The driver pierced the silence, jolting Ibsen from his reverie.
‘Are you all right, sir?’
‘I’m fine. Bloody furious, but otherwise fine. So we lost him. We still have a lead. He must have had a reason to come here in the first place What is it? Why has he come to Islington?
From Temple Station they walked briskly up a steep narrow street lined with venerable buildings, made somehow more scholarly – and picturesque – by their new, white, lawyerly wigs of snow.
They were at the Temple Church, an eight-hundred-year-old survivor. It looked impossibly beautiful and quaint, the arched windows and golden buttresses surrounded by Christmas Carolly scenes of snowbound gardens, and liveried beadles, and eighteenth-century doors decorated with green wreaths of berried holly.
Nina opened her rucksack with shivering hands and recited: ‘“The London Temple was one of the three administrative centres of the entire Order, along with the Paris Temple and their headquarters in Jerusalem.
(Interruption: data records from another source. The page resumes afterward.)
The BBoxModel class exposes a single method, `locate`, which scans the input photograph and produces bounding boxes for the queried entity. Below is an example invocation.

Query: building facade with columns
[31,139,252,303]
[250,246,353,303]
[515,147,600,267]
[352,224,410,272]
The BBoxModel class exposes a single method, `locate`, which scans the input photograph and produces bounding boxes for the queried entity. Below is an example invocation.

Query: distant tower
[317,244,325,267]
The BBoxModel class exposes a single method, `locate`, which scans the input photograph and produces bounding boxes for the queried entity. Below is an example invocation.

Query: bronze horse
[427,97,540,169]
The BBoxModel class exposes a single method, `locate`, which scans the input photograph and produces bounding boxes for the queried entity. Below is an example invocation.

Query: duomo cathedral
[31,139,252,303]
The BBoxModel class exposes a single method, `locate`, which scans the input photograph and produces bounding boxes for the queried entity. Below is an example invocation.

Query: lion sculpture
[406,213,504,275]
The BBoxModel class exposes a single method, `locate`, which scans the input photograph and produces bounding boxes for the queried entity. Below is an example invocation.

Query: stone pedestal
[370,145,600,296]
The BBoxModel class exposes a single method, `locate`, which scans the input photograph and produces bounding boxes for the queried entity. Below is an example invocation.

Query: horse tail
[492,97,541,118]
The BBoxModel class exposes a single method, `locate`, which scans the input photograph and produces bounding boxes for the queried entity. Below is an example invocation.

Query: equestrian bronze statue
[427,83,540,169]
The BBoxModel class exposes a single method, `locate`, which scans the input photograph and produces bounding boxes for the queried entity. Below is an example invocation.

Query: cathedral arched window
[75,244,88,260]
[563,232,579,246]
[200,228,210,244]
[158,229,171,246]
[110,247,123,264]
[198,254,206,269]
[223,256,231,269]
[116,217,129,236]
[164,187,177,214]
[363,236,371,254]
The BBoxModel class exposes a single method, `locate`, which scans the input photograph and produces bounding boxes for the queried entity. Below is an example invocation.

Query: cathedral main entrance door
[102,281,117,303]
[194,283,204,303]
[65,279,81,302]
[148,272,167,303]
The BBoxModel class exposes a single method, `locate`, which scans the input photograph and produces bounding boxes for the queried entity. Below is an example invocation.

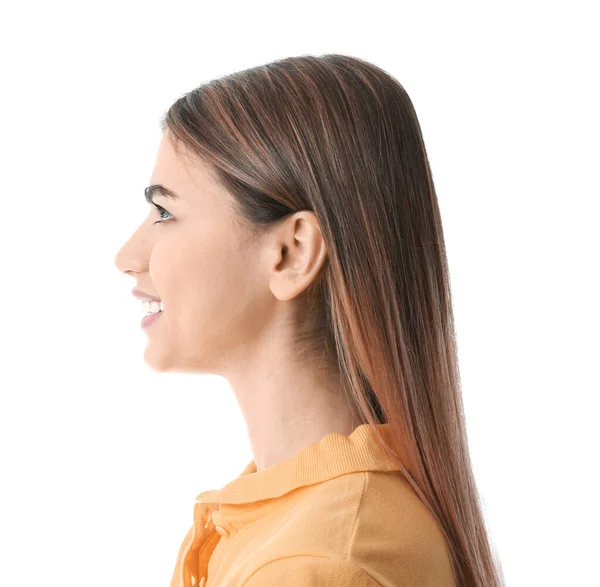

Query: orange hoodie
[170,424,455,587]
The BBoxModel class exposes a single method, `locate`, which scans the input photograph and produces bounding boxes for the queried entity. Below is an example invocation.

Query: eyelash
[152,202,173,224]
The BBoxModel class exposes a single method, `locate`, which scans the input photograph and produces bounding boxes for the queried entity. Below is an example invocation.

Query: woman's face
[115,133,272,373]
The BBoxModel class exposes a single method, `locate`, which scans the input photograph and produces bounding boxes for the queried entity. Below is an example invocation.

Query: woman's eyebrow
[144,183,179,204]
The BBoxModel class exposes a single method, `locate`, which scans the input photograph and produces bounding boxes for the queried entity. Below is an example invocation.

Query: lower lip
[142,310,162,328]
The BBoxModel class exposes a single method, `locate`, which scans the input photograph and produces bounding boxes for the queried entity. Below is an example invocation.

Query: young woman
[116,54,503,587]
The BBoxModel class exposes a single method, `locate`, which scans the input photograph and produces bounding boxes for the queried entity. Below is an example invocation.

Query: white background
[0,1,600,587]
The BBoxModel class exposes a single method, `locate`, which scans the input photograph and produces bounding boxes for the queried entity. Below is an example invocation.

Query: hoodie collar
[196,423,400,504]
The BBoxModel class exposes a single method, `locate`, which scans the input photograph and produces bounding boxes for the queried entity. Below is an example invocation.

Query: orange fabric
[170,424,455,587]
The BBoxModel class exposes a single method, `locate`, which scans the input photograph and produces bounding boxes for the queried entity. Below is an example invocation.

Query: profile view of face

All the Templars’ British wealth was held here, in the London Preceptory, in a treasury so renowned for security that the English king stored the Crown Jewels herein.”’
Adam said nothing. A face was peering at him from behind a large sash window. The curtain fell.
Nina went on. ‘“At the time of the Templars’ fall from power, this reputation for hidden wealth gave rise to the rumour that the London Temple was the storehouse for the Templars’ “secret treasure”. Over the years this notorious treasure has been variously reckoned as the Ark of the Covenant, the True Cross, the Turin Shroud and the Holy Grail. In truth, there was no such secret treasure; these absurd rumours of secret wealth rose arose simply because the Templars were the first bankers of Europe, and their vaults were filled with noble loot, held as surety, or deposited for safekeeping.”’ She finished, and shrugged.
Adam sighed. ‘Your father was a sceptic. We know. The question is: how did he go from all that to believing that there really was a deep Templar secret?’
A secret that gets you killed? Adam baulked at saying it. Instead he looked at the exterior of the church. He had no need of a guidebook to tell him about this. From research on earlier articles, from simple sightseeing as a young Aussie in London, he knew that most of the exterior of the famous church was twentieth-century work, cleverly restored following the dreadful damage of the Blitz. Only the west porch remained from Templar days. So they could be pretty sure Archie McLintock didn’t come here to admire the exterior.
Which left one choice.
They entered the church, through the low side door. The building was empty and hushed. Slender candles twinkled; the blonde wooden pews were empty; winter daylight striated the floor. The old church was beautiful and sad, and vacuous. There was no sense of mystery here, no sepulchral clue, no air of intrigue that might imply what Professor McLintock had found. It was an echoey cenotaph, laid with effigies.
Frustrated, he strode around the circular nave with its grotesque gargoyles. Here was a man screaming, with his ear being bitten by a creature. Why?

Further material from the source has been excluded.